The oestrogen hormonal pathway is also altered in osteosarcoma. Healthy osteoblasts normally express oestrogen receptor alpha (ERα), but this is lacking in osteosarcoma [66]. Until recently, the mechanism behind the inactivation of oestrogen receptor in osteosarcoma was not known. In a recent study, it was found that ERα was hypermethylated in osteosarcoma, which can be ameliorated by the DNA methyltransferase inhibitor DAC [67]. DAC could re-express ERα and subsequently restored defective osteogenic differentiation and inhibited proliferation in osteosarcoma cells. This study illustrates that epigenetic alterations such as hypermethylation of genes are also important in osteosarcoma genesis.

Although recent sequencing efforts did not identify specific druggable osteosarcoma driver genes, they did reveal new and known recurrent genetic events involved in osteosarcoma that shed light on its initiation (Table 3). Most of the mutated genes function in genome maintenance pathways and the majority of osteosarcomas show genome instability in the form of chromoanagenesis [36]. Therefore, it is reasonable to assume a connection between these specific genetic mutations and chromoanagenesis, especially chromothripsis.

A main player in maintaining genome stability, TP53, was linked to chromothripsis in patients with Li- Fraumeni syndrome [68]. Furthermore, rats with a heterozygous deletion of TP53 developed osteosarcomas, with chromothripsis and other complex structural rearrangements [69]. As cells with aberrant TP53 have impaired cell cycle control [70], TP53 loss-of-function alterations can facilitate chromothripsis by allowing cell cycle progression despite DNA damage [68]. Thus, cells with inactive TP53 and DNA damage from chromothripsis will proliferate uncontrollably. Moreover, mutations in the DNA binding domain of TP53 can cause a neomorphic gain-of-function, that could very well contribute to the initiation of chromothripsis itself [71].

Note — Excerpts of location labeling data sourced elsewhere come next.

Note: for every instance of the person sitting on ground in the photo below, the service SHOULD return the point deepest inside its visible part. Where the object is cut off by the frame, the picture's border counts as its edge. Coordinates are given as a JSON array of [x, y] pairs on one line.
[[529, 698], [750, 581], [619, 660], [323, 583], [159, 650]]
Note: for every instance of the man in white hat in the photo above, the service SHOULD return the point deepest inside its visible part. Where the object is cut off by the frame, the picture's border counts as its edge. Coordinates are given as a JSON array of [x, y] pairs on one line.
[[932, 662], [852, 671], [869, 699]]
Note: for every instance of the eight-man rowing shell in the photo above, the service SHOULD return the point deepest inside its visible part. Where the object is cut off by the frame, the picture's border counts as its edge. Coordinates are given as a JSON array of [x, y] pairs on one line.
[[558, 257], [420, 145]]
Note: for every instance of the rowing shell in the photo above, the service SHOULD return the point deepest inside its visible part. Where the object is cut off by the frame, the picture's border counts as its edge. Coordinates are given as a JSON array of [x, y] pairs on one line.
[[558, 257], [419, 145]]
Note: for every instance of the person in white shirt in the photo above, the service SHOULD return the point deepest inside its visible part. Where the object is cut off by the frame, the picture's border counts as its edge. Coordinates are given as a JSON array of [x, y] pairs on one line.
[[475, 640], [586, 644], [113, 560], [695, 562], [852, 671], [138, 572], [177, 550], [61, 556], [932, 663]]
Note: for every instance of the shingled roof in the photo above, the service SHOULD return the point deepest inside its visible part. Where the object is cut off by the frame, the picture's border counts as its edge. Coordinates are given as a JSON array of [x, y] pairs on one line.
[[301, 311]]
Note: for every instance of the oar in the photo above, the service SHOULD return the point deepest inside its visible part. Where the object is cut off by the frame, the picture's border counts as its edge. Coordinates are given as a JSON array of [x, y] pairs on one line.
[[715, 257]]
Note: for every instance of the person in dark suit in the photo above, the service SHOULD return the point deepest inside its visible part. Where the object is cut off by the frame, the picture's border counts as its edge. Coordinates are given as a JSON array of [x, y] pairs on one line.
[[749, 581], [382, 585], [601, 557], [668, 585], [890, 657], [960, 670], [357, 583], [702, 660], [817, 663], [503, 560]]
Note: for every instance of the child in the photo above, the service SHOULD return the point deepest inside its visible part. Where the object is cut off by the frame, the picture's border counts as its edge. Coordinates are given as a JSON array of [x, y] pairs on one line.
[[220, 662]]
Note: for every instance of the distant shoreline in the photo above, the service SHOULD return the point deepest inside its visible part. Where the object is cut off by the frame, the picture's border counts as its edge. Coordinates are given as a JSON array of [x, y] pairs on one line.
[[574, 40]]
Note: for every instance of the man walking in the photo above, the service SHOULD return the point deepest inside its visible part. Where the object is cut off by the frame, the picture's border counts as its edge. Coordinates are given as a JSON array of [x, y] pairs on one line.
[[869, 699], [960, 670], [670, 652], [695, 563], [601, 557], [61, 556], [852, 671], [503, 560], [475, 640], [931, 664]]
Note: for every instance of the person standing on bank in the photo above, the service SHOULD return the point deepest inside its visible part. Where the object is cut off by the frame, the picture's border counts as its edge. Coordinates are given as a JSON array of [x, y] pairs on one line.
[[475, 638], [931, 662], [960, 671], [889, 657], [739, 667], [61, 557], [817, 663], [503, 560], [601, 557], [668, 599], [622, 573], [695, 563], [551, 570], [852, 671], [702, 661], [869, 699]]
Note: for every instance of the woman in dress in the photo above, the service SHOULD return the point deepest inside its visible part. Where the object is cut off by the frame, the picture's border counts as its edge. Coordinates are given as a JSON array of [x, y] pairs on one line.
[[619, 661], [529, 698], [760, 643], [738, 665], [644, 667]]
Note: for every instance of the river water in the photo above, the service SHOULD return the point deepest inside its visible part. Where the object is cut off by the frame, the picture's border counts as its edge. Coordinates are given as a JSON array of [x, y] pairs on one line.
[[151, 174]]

However, TP53 alone cannot explain all tumours with chromothripsis, as is evident from studies that illustrate there are tumours with functional TP53 with chromothripsis, and tumours with aberrant TP53 without chromothripsis [72, 73]. Genes functionally similar to TP53 might also be able to initiate and/or maintain chromothripsis. Whether this is the case for osteosarcomas needs to be further elucidated.

It is striking that for osteosarcoma, many different genes have been identified and with each new sequencing study, the list of potential driver genes is ever-growing. Whether a genetic alteration—in TP53 or other genes—is a cause or consequence of chromothripsis remains unknown. One could argue whether the identified altered genes in osteosarcoma should be called “driver events” if these genetic alterations are the consequence of a single catastrophic event, such as chromothripsis. Therefore, perhaps the answer to what causes osteosarcoma could be found by discovering what causes chromothripsis. Different mechanisms have been proposed to what causes chromothripsis, such as micronuclei formation with DNA damage, telomere attrition and chromosome pulverisation by DNA damaging agents [74, 75]. Which event is the ultimate cause of osteosarcoma, is not yet known.